# Where did you buy your Uggs



## Twinmummie (Jun 7, 2003)

Trying to buy some new uggs (brought some last time whil on holibob in America)but not sure where to order from. Afraid I would get clobbered by customs as well  
Where did you buy your uggs from as there are so many fakes on the market atm x


----------



## Lorna (Apr 8, 2004)

Never heard of Ugg boots, but there is a UK web site
http://www.ukuggboots.co.uk/

If you do order from outside the EU, in theory anything over 18 pounds attracts import duty. Import duty is OK, what kills you, is the 10 to 20 pound that each carrier charges for collecting the import duty. So on top of a 110 pound order, I paid 34 pounds extra, most of which was the carrier collection charge!
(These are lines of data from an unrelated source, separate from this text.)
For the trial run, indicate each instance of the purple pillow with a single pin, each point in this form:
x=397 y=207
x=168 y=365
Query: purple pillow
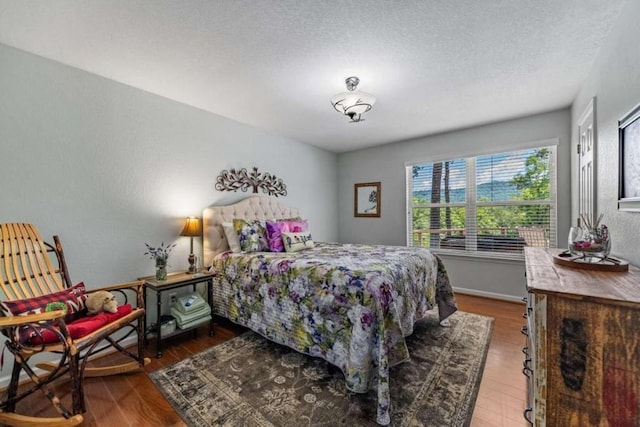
x=274 y=235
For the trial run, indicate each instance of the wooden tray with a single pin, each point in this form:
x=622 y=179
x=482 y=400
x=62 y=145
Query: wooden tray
x=609 y=264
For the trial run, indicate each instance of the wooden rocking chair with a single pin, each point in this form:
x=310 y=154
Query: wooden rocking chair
x=32 y=272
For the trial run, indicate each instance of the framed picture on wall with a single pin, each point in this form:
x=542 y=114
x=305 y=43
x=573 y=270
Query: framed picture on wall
x=629 y=161
x=367 y=199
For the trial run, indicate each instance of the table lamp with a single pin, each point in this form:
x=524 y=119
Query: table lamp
x=192 y=228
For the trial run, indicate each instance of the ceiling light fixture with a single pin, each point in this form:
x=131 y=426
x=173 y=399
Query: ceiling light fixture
x=353 y=103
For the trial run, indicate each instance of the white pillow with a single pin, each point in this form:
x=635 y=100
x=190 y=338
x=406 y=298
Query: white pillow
x=232 y=236
x=294 y=242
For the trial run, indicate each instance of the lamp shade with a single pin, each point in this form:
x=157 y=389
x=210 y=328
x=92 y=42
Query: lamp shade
x=192 y=228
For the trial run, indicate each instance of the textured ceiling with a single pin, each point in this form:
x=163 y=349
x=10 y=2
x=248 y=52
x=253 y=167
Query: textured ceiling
x=434 y=65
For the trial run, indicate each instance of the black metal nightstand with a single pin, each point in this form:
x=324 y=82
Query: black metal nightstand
x=174 y=281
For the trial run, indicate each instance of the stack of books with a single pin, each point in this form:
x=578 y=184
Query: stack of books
x=190 y=310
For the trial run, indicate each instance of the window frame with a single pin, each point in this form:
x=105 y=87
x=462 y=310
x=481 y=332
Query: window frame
x=471 y=204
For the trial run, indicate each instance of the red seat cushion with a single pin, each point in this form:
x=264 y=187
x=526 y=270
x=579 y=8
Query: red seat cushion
x=83 y=326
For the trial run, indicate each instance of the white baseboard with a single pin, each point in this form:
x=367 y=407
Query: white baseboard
x=475 y=292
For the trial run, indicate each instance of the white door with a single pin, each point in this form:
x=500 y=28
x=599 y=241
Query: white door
x=586 y=163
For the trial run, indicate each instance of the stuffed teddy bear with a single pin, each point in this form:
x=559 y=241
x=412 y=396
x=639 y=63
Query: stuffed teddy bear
x=100 y=301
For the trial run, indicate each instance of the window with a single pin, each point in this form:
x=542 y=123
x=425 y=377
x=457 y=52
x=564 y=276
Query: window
x=494 y=204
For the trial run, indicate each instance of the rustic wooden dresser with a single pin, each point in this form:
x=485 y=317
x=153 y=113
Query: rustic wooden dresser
x=582 y=357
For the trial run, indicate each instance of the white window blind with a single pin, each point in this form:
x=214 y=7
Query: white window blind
x=492 y=203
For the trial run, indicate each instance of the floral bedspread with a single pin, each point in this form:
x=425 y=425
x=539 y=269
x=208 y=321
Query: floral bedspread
x=349 y=304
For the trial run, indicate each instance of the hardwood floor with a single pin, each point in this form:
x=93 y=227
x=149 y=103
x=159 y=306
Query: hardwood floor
x=133 y=400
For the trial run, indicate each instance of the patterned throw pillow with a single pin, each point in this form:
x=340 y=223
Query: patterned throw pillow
x=73 y=298
x=295 y=225
x=232 y=236
x=294 y=242
x=252 y=235
x=275 y=230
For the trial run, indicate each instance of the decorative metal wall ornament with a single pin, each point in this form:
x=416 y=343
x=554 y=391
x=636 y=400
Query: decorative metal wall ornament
x=234 y=180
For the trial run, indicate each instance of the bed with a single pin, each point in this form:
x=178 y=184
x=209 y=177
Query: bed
x=349 y=304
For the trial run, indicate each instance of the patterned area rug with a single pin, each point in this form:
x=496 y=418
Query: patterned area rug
x=249 y=381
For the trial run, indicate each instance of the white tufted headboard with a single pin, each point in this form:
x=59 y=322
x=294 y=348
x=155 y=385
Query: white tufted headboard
x=257 y=207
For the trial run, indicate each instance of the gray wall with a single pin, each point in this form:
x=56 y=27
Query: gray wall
x=614 y=80
x=109 y=167
x=387 y=164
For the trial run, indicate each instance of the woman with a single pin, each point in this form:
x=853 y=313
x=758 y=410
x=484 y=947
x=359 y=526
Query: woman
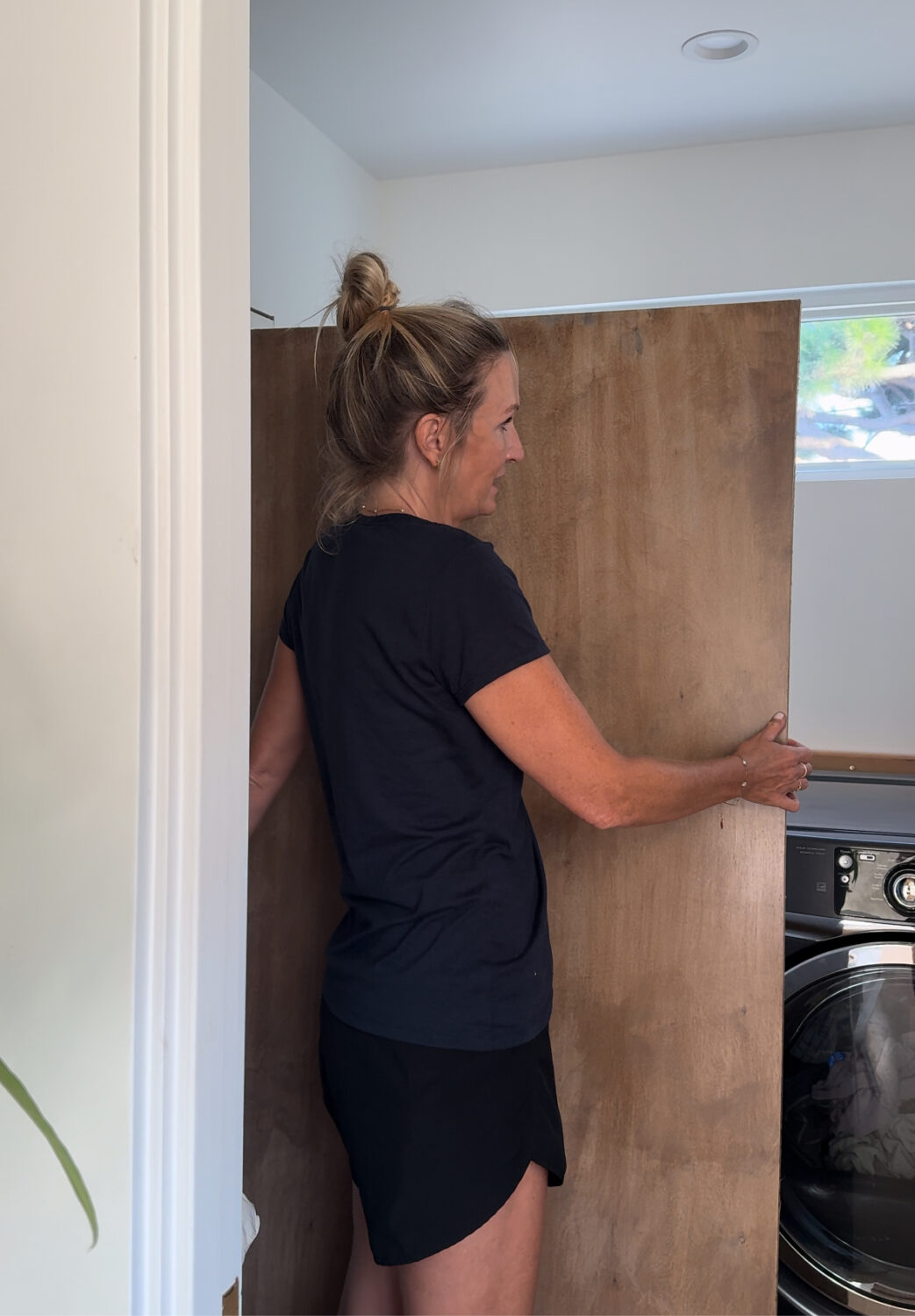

For me, still cheaper to order from Canada, than buy stuff in the UK, though!

Lorna

/links


----------



## poppy05 (Apr 10, 2006)

House of fraser sell ugg boots x x


----------



## *~Nic~* (Aug 1, 2005)

Freespirit have them in their sale at the moment - not sure if you can buy online but seen them instore


----------



## dancingqueen (Jan 12, 2006)

they sell them in Schuh, im thinking of buying them but the price makes me think twice lol.I bought a pair of boots, look but uggs but are cheapos out of Next, halfprice in sale but i want the real uggs, i thought i will buy the cheapos and see how often i wear them but its not the same lol


----------